Like for sure they are not great photos but I think it's a good tool for vibe capturing. If you can get the photo in time and not too blurry and y'know there is no real zoom on this so it only works at a small range of distances from the subject yadda yadda.
But overall a pretty funny and silly thing to have. Might get a Kodak Charmera next cause now that I have a little Swiss knife on my keychain I might as well have a camera on it too. (Oh no she's spending more money on toys.)
Also I kidnapped my parents' old Lumix DMC-FZ7, which according to this wiki article, actually kinda meant something decent back in 2006. Though it's a very basic, uhh, bridge camera, it says.
I think I haven't done this much because I've spent all year at work and haven't gone out much. That's worth fixing for sure. I made an alumni card with my uni 2 years ago, ostensibly to retain access to its botanical garden, but I never went? That seems like a lost opportunity.
I think between this and the Chopin competition and the stories I'm taking in (hi unbeatable), I'm getting a craving to make something. Very vague feeling. But I should try to learn how to photograph good. And try picking up piano again. IDK if I spell out anything here it will feel as if I've actually done something already and I will never actually do it.
Theme of the year?
2020 was the year of the boundless days in the fog as I accidentally batched some of the most intensive classes in the final semester of my BSc.
2021 I think was the year I started wearing braces, and travelled by airplane the first time. The world was simultaneously opening up and scaring me into shutting in, despite vaccines, or maybe because so many people chose not to use them.
2022 was the year of personal disaster and coming out to myself.
2023 was the year of feeling paralysed by the MSc thesis, and by the surgery looming somewhere vaguely in the future.
2024 was the year of feeling paralysed by the surgery actually materialising in my future, and then the surgery actually happened. It feels weird internalising the risk of not waking up from the general anaesthesia so much and then just, y'know. Waking up from it. And the horizon is clearing up and any moment now you'll be allowed to make plans. What plans did you have for after again?
2025 was the year of internalising that clear horizon.

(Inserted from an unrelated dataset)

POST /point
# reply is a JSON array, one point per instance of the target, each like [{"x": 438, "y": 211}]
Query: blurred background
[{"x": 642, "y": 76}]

I even made some of the same new year resolutions I want to make now, then gave up at first opportunity, because I was still operating in the mode of “something will screw up my plans again any moment now”. And I went to Brno for a weekend and it was fine. And I went to Berlin for a weekend and it was fine. And my parents went to Amsterdam to bring my brother back from uni for a long weekend and I had to catsit but that's just a thing that will, presumably, not happen much again. It feels fucking stupid to say it out loud but I am taking in the small bits of feelings of agency. I'm still not there yet, and I'm overplanning for everything that can fall apart falling apart. But, if you'll excuse the pun, the future is agentic. No not in their way.
The new year resolution is 4k
I keep semi-joking that I want to retire from full time work at age of 35, and that's like 7 years away. That sounds like a perfect time to try getting and paying down a mortgage for an apartment (I'm still assuming I can stay relevant as a salaried programmer for that time somehow), if I can find a decent one I like in one of the parts of Warsaw that I like. Which, by the way. Yeah I will probably stay in Warsaw.
Sometime between taking out the mortgage and retiring would be a good moment to heck up my gender marker and legal name. And probably the sooner I start the better. Though for my personal well-feeling that's probably less important than starting voice training. And I need to start doing something to stay in shape.
All of which are just refurbished last year resolutions. But maybe this time with more agency. And with the other side goals mentioned about coffees and photos. I'll count on y'all to make me accountable (you will come here, those of you who promised to, and you will drink my coffee).